TANANAHU, Negeri Adat Dalam Pusaran SEJARAH
PERADABAN manusia mengalami perkembangan melintasi dimensi ruang dan waktu. Peradaban membentuk sejarah yang diyakini menjadi pedoman bagi pemiliknya untuk menata hidup dimasa kini dan masa mendatang. Sebab dari sejarah orang akan belajar tentang apa yang harus dihindari dan apa yang mesti dipertahankan atau dikembangkan menjadi pedoman guna membangun hidup yang lebih berkeadaban.

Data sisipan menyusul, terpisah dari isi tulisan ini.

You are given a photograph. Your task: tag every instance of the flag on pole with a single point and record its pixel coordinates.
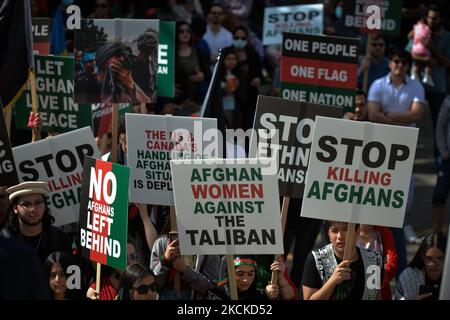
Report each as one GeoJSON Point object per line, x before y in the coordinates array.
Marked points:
{"type": "Point", "coordinates": [16, 49]}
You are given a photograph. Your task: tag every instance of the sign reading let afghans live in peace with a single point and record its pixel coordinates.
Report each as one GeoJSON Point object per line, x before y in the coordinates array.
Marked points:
{"type": "Point", "coordinates": [227, 206]}
{"type": "Point", "coordinates": [104, 212]}
{"type": "Point", "coordinates": [54, 86]}
{"type": "Point", "coordinates": [58, 160]}
{"type": "Point", "coordinates": [357, 16]}
{"type": "Point", "coordinates": [152, 140]}
{"type": "Point", "coordinates": [294, 122]}
{"type": "Point", "coordinates": [359, 172]}
{"type": "Point", "coordinates": [301, 19]}
{"type": "Point", "coordinates": [319, 69]}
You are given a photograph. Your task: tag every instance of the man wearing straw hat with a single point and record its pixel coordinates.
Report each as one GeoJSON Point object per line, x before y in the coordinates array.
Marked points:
{"type": "Point", "coordinates": [30, 220]}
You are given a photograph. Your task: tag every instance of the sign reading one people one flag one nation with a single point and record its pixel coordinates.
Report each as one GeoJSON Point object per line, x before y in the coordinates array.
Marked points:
{"type": "Point", "coordinates": [54, 86]}
{"type": "Point", "coordinates": [104, 212]}
{"type": "Point", "coordinates": [319, 69]}
{"type": "Point", "coordinates": [152, 141]}
{"type": "Point", "coordinates": [294, 122]}
{"type": "Point", "coordinates": [59, 161]}
{"type": "Point", "coordinates": [227, 206]}
{"type": "Point", "coordinates": [361, 17]}
{"type": "Point", "coordinates": [302, 19]}
{"type": "Point", "coordinates": [359, 172]}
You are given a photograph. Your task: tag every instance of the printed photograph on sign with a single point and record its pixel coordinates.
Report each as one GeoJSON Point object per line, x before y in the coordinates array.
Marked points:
{"type": "Point", "coordinates": [359, 172]}
{"type": "Point", "coordinates": [116, 61]}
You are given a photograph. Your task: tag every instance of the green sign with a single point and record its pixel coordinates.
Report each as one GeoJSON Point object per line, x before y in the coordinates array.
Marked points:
{"type": "Point", "coordinates": [54, 86]}
{"type": "Point", "coordinates": [166, 59]}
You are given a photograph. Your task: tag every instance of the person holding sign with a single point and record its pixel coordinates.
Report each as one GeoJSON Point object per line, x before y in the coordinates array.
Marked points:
{"type": "Point", "coordinates": [31, 222]}
{"type": "Point", "coordinates": [422, 279]}
{"type": "Point", "coordinates": [327, 276]}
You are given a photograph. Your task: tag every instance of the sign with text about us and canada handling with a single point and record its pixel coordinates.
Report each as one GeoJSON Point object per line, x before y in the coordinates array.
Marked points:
{"type": "Point", "coordinates": [227, 206]}
{"type": "Point", "coordinates": [359, 172]}
{"type": "Point", "coordinates": [302, 19]}
{"type": "Point", "coordinates": [152, 141]}
{"type": "Point", "coordinates": [54, 87]}
{"type": "Point", "coordinates": [294, 123]}
{"type": "Point", "coordinates": [8, 173]}
{"type": "Point", "coordinates": [166, 59]}
{"type": "Point", "coordinates": [362, 16]}
{"type": "Point", "coordinates": [59, 161]}
{"type": "Point", "coordinates": [104, 212]}
{"type": "Point", "coordinates": [319, 69]}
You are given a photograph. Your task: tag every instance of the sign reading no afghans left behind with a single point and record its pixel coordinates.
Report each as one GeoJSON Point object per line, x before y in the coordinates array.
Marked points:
{"type": "Point", "coordinates": [227, 206]}
{"type": "Point", "coordinates": [151, 142]}
{"type": "Point", "coordinates": [319, 69]}
{"type": "Point", "coordinates": [104, 212]}
{"type": "Point", "coordinates": [59, 161]}
{"type": "Point", "coordinates": [359, 172]}
{"type": "Point", "coordinates": [295, 123]}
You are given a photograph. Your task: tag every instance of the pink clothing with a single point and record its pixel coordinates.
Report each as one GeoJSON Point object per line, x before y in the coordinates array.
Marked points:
{"type": "Point", "coordinates": [421, 31]}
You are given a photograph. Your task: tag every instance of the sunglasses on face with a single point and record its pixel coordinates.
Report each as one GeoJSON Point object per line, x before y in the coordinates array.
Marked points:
{"type": "Point", "coordinates": [144, 288]}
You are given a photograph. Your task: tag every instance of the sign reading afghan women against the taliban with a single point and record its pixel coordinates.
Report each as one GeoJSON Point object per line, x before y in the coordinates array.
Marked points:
{"type": "Point", "coordinates": [359, 172]}
{"type": "Point", "coordinates": [59, 161]}
{"type": "Point", "coordinates": [152, 140]}
{"type": "Point", "coordinates": [294, 122]}
{"type": "Point", "coordinates": [319, 69]}
{"type": "Point", "coordinates": [227, 206]}
{"type": "Point", "coordinates": [104, 212]}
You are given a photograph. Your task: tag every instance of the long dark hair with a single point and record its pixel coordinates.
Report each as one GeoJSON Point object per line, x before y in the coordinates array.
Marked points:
{"type": "Point", "coordinates": [13, 221]}
{"type": "Point", "coordinates": [132, 276]}
{"type": "Point", "coordinates": [433, 240]}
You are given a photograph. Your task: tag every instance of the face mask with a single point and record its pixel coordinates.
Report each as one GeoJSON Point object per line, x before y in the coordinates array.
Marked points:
{"type": "Point", "coordinates": [239, 43]}
{"type": "Point", "coordinates": [338, 12]}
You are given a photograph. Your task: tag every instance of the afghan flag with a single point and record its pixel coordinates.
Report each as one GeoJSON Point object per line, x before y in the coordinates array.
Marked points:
{"type": "Point", "coordinates": [104, 212]}
{"type": "Point", "coordinates": [16, 49]}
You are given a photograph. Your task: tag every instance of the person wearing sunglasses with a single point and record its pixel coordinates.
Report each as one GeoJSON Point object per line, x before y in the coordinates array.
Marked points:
{"type": "Point", "coordinates": [422, 279]}
{"type": "Point", "coordinates": [138, 283]}
{"type": "Point", "coordinates": [30, 220]}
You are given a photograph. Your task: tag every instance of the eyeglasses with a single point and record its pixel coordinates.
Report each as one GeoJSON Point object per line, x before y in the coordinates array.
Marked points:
{"type": "Point", "coordinates": [27, 204]}
{"type": "Point", "coordinates": [143, 289]}
{"type": "Point", "coordinates": [431, 260]}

Sekalipun sejarah itu tidak tertuang dalam sehelai lembaran kertas, tapi ia akan tetap abadi dalam perputaran waktu yang mencatat prestasi kebaikannya. Sejarah mesti menjadi bahan perenungan buat kita untuk meneruskan apa yang sudah diwarisi kepada kita. Maka dalam pidato 17 Agustus 1966 berjudul Jangan Sekali-kali Meninggalkan Sejarah (Jas Merah) yang melegenda itu, Bung Karno—Sang Proklamator Indonesia menyebut dengan Lantang “Jangan melihat ke masa depan dengan mata buta! Masa yang Lampau adalah berguna sekali untuk menjadi kaca bengala dari pada masa yang akan datang”. Jangan sekali-kali meninggalkan sejarah! jangan sekali-kali melupakan sejarah! demikian Yang Mulia Paduka Presiden berseru.
Tananahu adalah sebuah Negeri adat yang terletak di pesisir Teluk Elpaputih, Kabupaten Maluku Tengah. Satu dari puluhan negeri di Negeri Pamahanunusa yang dipimpin kaum perempuan. Adalah Yulia Awayakuane, berjuluk Ina Latu adat Pasune Waralatu. Ia juga dipercaya mengemban amanat mulia sebagai Ketua Majelis Latupati Maluku Tengah.
Negeri ini berkembang cukup pesat, setidaknya terlihat dari jumlah anak negerinya yang bisa mengenyam pendidikan tinggi serta capaian pembangunan infrastruktur di dalam negeri. Masyarakat Tananahu saat ini sadar sungguh akan pentingnya pendokumentasian sejarah negeri, sebagai persiapan untuk masa depan. Sejarah hidup para leluhur Tananahu dituturkan dari generasi ke generasi, lewat cerita-cerita orang tua ke anak, Tete dan Nene ke cucucucu. Penuturan dari generasi ke generasi itu tentu memiliki kerawanan dan mengalami pembiasan, yang mungkin saja lahir dari berbagai kreativitas dan interpretasi.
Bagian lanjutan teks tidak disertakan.